Cape Town - On paper, the Sharks are overwhelming favourites for their Super Rugby clash against the Cheetahs in Durban on Saturday.
But that won’t matter in a match that has the potential to make or break their season.
Gary Gold’s men are currently three points ahead of the Bulls with two rounds of fixtures remaining before the playoffs, and one of those sides is set to book a quarter-final spot while the other will pack up for the year in a little over a week from now.
The Bulls host the Sunwolves on Saturday in a match they will surely win, and then they travel to Bloemfontein on the final weekend as the Sharks host the Japanese outfit.
So, it is safe to presume that if the Sharks get the win over the Cheetahs this weekend they will have done enough to progress to the last eight.
Sharks fans will hardly be losing any sleep over hosting the Cheetahs, but they might be advised not to take anything for granted just yet.
On the opening weekend of Super Rugby 2015 the Cheetahs stunned the Sharks at King's Park, winning 35-29 with a bonus point.
It didn't really kick-start anything, though, as the Cheetahs finished the season bottom of the South African Conference with just 5 wins.
They have not been much better in 2016.
While they continue to look a dangerous attacking unit, the Cheetahs are still too porous defensively.
That said, they have improved their defensive record significantly. Nobody conceded more tries than the Cheetahs in 2015 (65 from 16 matches) but this year they have conceded 41 tries in 13 matches.
That still leaves an average of more than three tries per game and it remains Smith's biggest obstacle in his endeavour to turn the Cheetahs into a consistently competitive side.
The Sharks, meanwhile, have been extremely solid defensively.
Despite shipping five tries against the Lions on Saturday, they still boast the best defensive record in the competition having conceded just 25 tries (though they now share that honour with the Stormers and Highlanders).
But on attack the stats are less impressive.
The Sharks have scored just 32 tries this season - 12 less than the Cheetahs.
The other major factor working against the Sharks is the continued absence of Pat Lambie.

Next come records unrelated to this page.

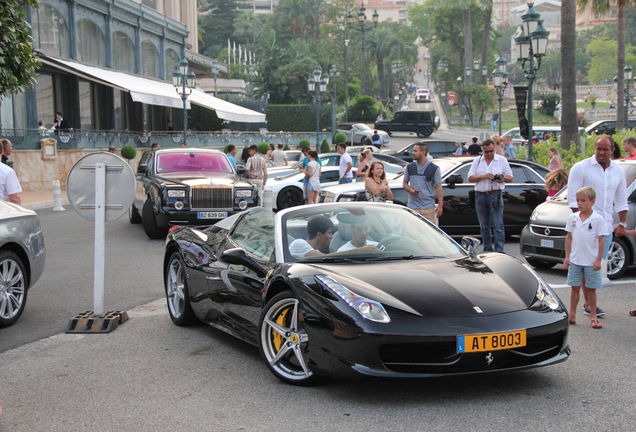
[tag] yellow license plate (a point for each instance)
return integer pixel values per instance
(491, 341)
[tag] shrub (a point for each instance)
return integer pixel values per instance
(324, 147)
(304, 143)
(128, 152)
(263, 147)
(339, 137)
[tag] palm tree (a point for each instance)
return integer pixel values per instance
(602, 7)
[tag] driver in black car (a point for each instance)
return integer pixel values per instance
(319, 233)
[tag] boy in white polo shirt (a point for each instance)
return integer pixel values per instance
(584, 251)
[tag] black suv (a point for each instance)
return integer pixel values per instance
(423, 123)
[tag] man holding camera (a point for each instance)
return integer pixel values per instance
(490, 172)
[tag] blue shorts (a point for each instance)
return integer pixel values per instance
(592, 277)
(608, 242)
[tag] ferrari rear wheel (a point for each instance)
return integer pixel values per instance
(176, 285)
(284, 343)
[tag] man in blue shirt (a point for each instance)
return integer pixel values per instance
(231, 151)
(423, 181)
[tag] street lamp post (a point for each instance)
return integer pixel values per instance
(184, 81)
(459, 104)
(346, 80)
(317, 84)
(499, 77)
(334, 73)
(215, 74)
(531, 43)
(628, 71)
(362, 27)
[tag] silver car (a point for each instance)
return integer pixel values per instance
(22, 256)
(542, 241)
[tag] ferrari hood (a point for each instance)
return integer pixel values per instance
(469, 286)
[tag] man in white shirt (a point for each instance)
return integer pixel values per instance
(608, 180)
(358, 225)
(279, 157)
(256, 170)
(346, 164)
(490, 173)
(9, 185)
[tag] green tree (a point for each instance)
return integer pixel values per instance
(17, 59)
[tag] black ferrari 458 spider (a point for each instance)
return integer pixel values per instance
(362, 288)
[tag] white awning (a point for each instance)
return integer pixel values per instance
(155, 92)
(226, 110)
(142, 89)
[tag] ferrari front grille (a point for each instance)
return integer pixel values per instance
(211, 198)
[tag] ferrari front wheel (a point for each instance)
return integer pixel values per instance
(284, 343)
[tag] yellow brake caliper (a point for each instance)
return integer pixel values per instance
(278, 339)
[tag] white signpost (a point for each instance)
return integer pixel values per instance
(100, 188)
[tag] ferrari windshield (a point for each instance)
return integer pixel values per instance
(362, 232)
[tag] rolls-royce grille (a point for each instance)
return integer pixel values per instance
(211, 198)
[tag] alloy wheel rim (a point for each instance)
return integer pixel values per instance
(12, 289)
(284, 342)
(175, 289)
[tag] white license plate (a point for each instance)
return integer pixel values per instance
(547, 243)
(211, 215)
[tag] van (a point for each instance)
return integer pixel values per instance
(541, 131)
(607, 127)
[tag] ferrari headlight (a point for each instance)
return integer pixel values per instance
(544, 294)
(369, 309)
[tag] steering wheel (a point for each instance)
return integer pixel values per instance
(390, 241)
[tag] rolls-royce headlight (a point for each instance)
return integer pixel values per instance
(368, 309)
(535, 214)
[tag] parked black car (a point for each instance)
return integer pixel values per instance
(421, 122)
(436, 148)
(459, 217)
(187, 187)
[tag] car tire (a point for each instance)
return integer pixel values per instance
(13, 279)
(424, 132)
(149, 221)
(283, 341)
(289, 197)
(176, 288)
(540, 264)
(133, 215)
(618, 258)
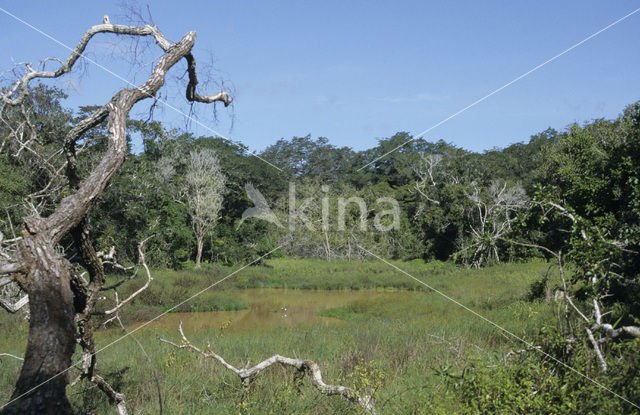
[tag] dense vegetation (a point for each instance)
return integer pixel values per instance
(569, 197)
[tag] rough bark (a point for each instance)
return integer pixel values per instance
(303, 366)
(58, 297)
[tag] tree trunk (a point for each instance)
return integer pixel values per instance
(200, 243)
(51, 341)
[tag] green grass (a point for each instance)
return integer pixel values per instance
(401, 342)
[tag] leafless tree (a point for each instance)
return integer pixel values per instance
(589, 312)
(204, 194)
(490, 219)
(248, 374)
(62, 302)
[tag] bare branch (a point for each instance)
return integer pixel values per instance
(247, 374)
(137, 292)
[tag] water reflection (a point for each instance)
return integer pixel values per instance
(272, 308)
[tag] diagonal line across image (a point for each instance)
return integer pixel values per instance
(495, 91)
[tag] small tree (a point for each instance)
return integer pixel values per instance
(205, 183)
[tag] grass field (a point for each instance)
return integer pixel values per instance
(401, 347)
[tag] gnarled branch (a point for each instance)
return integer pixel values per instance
(304, 366)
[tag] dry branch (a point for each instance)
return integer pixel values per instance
(62, 302)
(303, 366)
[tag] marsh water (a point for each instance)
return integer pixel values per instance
(272, 308)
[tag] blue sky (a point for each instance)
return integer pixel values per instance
(358, 71)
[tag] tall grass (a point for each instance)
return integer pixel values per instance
(404, 341)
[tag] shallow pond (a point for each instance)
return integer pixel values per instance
(273, 308)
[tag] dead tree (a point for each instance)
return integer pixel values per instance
(62, 302)
(589, 312)
(248, 374)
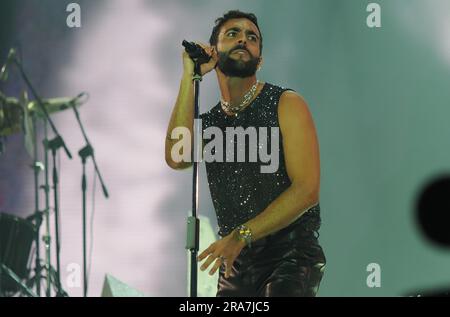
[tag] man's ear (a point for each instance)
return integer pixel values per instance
(260, 62)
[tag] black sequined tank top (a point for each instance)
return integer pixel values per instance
(239, 190)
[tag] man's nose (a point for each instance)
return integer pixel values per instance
(242, 40)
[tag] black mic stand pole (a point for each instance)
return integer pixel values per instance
(84, 153)
(198, 56)
(53, 145)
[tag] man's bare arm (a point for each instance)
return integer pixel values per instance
(301, 152)
(183, 111)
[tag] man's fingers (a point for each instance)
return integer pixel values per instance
(208, 262)
(207, 251)
(216, 266)
(228, 269)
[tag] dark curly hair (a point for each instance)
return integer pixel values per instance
(232, 14)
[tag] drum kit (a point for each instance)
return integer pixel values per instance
(19, 236)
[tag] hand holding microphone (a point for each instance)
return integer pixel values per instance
(206, 55)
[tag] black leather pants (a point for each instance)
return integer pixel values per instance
(289, 263)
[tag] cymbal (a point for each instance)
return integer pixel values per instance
(52, 105)
(13, 114)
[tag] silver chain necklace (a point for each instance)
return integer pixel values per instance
(227, 107)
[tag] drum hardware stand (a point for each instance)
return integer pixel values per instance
(16, 280)
(46, 238)
(86, 152)
(54, 144)
(37, 168)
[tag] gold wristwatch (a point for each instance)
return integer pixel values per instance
(244, 234)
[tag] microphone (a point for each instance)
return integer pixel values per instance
(196, 52)
(4, 71)
(53, 105)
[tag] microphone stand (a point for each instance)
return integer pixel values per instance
(199, 56)
(54, 144)
(86, 152)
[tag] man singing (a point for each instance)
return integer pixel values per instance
(268, 219)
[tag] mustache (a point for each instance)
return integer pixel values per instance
(240, 47)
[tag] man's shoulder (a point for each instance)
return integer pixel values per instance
(211, 112)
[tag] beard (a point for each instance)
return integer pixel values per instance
(237, 67)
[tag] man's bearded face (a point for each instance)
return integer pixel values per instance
(238, 62)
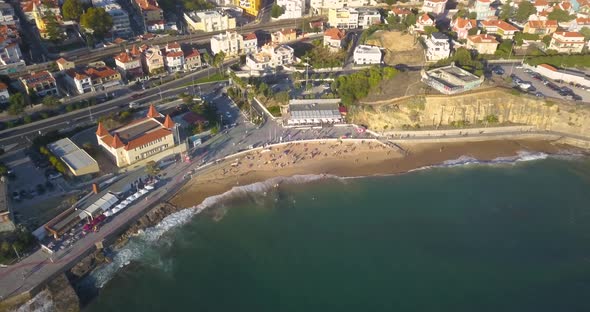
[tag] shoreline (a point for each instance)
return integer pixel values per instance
(213, 182)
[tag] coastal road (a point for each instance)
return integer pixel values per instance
(23, 134)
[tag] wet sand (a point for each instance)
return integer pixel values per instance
(345, 159)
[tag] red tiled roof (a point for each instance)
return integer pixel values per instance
(334, 33)
(250, 36)
(148, 137)
(152, 112)
(549, 67)
(482, 38)
(101, 130)
(168, 123)
(500, 24)
(116, 142)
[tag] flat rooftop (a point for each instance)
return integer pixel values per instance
(75, 157)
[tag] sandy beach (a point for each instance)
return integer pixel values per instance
(344, 159)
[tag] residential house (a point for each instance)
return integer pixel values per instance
(482, 43)
(293, 8)
(343, 18)
(249, 43)
(209, 21)
(402, 13)
(483, 10)
(423, 21)
(4, 95)
(333, 39)
(121, 26)
(434, 7)
(541, 28)
(541, 5)
(368, 17)
(64, 64)
(230, 43)
(192, 59)
(462, 26)
(283, 35)
(137, 140)
(11, 57)
(321, 6)
(567, 42)
(129, 63)
(150, 12)
(438, 47)
(270, 56)
(152, 60)
(251, 7)
(499, 27)
(41, 83)
(94, 77)
(579, 23)
(365, 54)
(173, 57)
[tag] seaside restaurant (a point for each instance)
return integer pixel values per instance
(314, 112)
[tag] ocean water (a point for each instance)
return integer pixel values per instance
(508, 236)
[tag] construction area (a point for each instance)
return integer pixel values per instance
(400, 47)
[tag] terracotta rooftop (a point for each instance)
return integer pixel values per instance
(250, 36)
(148, 137)
(548, 67)
(334, 33)
(482, 38)
(500, 24)
(101, 130)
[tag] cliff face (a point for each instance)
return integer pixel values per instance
(474, 108)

The playmaker was a part of the side that lost to the Cheetahs in Durban last year, but his experience and composure is being missed at this crucial stage.
Garth April has been an - at times - effective replacement, but his performance in the 37-10 hammering at Ellis Park last weekend was poor.

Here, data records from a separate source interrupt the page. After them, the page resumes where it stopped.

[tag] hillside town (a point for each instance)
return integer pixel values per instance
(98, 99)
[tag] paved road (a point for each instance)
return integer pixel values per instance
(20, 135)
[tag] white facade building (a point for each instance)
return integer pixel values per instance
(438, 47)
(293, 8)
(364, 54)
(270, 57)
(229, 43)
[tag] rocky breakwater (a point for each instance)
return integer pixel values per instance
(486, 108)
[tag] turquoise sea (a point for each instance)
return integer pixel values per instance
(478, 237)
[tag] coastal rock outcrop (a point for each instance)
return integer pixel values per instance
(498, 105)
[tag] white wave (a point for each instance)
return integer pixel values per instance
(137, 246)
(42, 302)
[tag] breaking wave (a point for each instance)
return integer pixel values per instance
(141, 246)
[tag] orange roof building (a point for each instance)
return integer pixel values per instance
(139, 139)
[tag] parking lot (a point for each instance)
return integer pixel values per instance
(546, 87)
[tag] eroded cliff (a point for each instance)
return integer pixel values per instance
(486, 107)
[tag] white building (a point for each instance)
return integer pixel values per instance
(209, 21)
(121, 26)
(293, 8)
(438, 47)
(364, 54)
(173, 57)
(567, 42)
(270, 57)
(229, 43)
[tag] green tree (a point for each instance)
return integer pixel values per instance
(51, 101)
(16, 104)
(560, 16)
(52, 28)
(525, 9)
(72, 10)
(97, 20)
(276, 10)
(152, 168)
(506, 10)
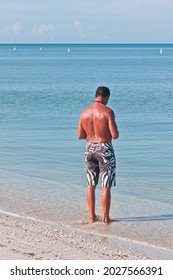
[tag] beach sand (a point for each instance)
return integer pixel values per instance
(29, 239)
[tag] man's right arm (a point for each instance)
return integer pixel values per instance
(113, 126)
(81, 132)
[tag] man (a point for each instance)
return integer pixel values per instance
(97, 125)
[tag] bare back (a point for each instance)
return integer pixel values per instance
(97, 124)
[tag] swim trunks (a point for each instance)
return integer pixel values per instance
(100, 159)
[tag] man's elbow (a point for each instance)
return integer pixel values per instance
(115, 135)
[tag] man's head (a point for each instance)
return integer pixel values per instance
(102, 94)
(102, 91)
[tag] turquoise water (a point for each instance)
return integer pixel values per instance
(43, 90)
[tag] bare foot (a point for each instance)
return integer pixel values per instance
(106, 220)
(94, 219)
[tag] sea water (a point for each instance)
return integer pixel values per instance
(43, 90)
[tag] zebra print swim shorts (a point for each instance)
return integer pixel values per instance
(100, 160)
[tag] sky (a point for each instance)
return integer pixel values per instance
(86, 21)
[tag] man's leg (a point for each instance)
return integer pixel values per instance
(106, 201)
(91, 202)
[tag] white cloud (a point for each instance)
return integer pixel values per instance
(42, 30)
(79, 26)
(13, 29)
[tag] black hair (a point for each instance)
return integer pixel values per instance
(102, 91)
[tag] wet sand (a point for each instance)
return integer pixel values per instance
(23, 238)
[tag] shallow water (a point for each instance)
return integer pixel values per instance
(42, 94)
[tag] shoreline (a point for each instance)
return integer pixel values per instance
(29, 239)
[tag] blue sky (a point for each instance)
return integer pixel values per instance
(89, 21)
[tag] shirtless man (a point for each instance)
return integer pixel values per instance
(97, 125)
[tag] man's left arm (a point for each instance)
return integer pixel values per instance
(113, 126)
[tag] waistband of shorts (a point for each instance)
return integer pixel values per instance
(98, 143)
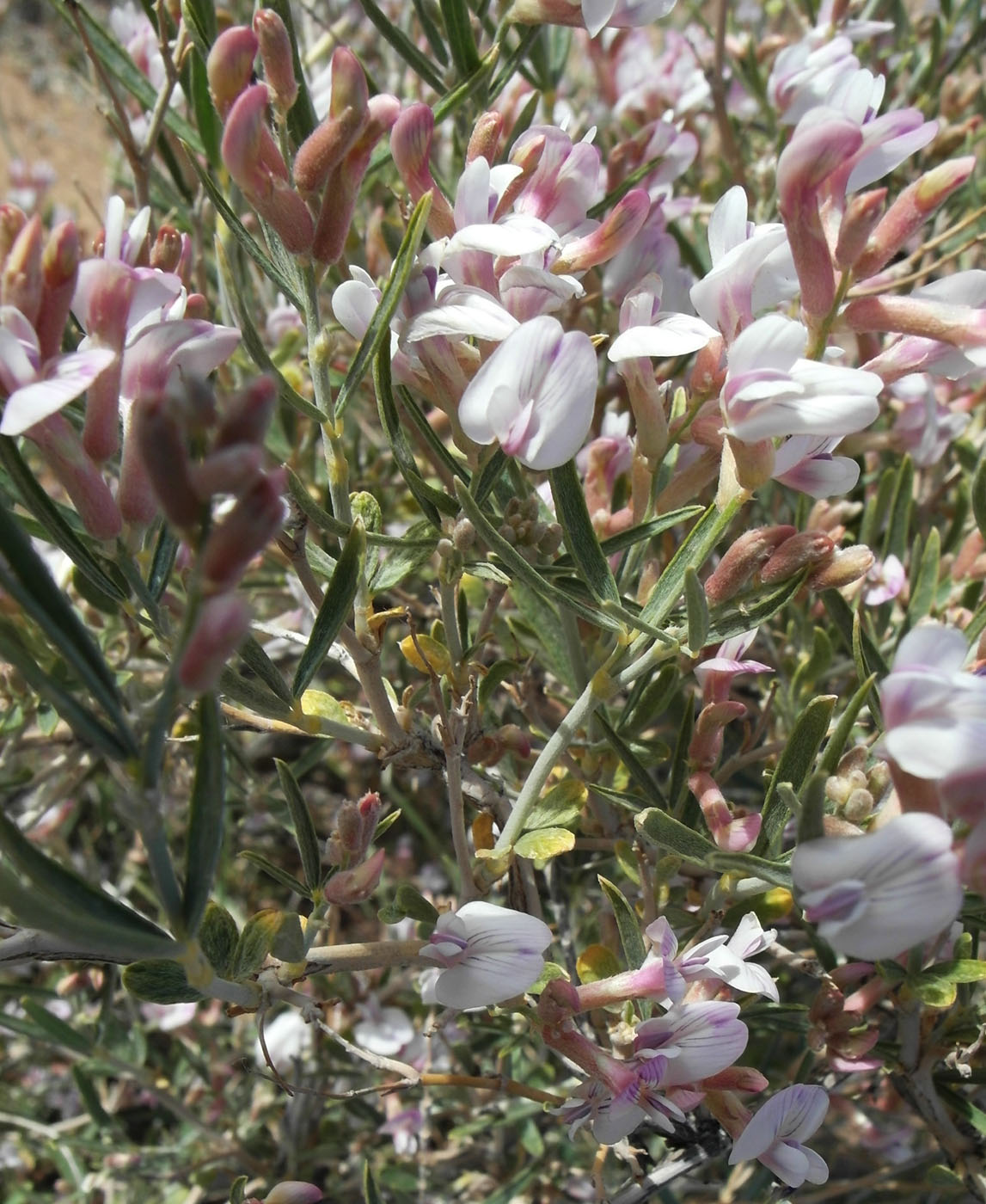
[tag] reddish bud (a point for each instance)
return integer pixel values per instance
(742, 560)
(277, 58)
(220, 629)
(229, 66)
(802, 550)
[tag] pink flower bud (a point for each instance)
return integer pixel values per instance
(277, 58)
(229, 66)
(21, 282)
(222, 626)
(847, 566)
(162, 443)
(243, 532)
(484, 138)
(247, 415)
(802, 550)
(343, 184)
(862, 212)
(411, 147)
(355, 885)
(910, 211)
(59, 268)
(62, 451)
(622, 224)
(742, 560)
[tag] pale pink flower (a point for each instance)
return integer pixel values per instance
(777, 1133)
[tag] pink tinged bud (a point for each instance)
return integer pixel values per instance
(355, 885)
(62, 451)
(277, 58)
(619, 228)
(484, 138)
(910, 211)
(777, 1133)
(411, 147)
(59, 267)
(293, 1191)
(229, 66)
(247, 415)
(821, 142)
(160, 441)
(742, 560)
(802, 550)
(847, 566)
(255, 164)
(220, 629)
(343, 186)
(243, 532)
(879, 894)
(862, 212)
(21, 282)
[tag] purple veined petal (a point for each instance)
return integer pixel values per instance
(517, 365)
(771, 343)
(354, 304)
(727, 223)
(15, 367)
(932, 646)
(672, 335)
(68, 377)
(595, 14)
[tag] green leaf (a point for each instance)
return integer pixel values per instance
(793, 766)
(560, 807)
(255, 942)
(218, 937)
(694, 551)
(579, 538)
(159, 981)
(628, 926)
(335, 608)
(27, 580)
(696, 611)
(925, 587)
(303, 826)
(56, 1029)
(415, 59)
(38, 502)
(276, 872)
(836, 746)
(456, 15)
(378, 333)
(544, 843)
(205, 830)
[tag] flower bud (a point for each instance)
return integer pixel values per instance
(742, 560)
(847, 566)
(277, 58)
(910, 211)
(411, 147)
(229, 65)
(862, 212)
(805, 548)
(59, 270)
(219, 630)
(243, 532)
(21, 282)
(486, 138)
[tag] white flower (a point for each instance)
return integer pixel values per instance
(487, 954)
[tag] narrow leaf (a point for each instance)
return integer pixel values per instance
(303, 826)
(579, 538)
(628, 924)
(378, 333)
(205, 826)
(335, 608)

April missed tackles, missed touch, dropped balls and kicked aimlessly in a first half that ultimately saw the Lions disappear out of touch.
Most worrying was that April looked a little shell-shocked when things weren't going according to plan.
That will come with experience and in April's defence he was up against comfortably the best team in the country, but despite this Saturday's match being against lesser opposition it is of even more importance.
It is a big day for April, and he must be far more consistent and measured than he was against the Lions.
The big question is this: If the Sharks go behind by a couple of tries early on, will they have the firepower to claw their way back?
Willie le Roux - one of the Sharks' major attacking threats - is also out injured.
The Sharks need to start well and quickly eliminate any nervous tension that may be hovering over King's Park on Saturday.
If they do that, then they should progress comfortably.
If they don’t, then it could prove to be an uneasy evening in Durbs.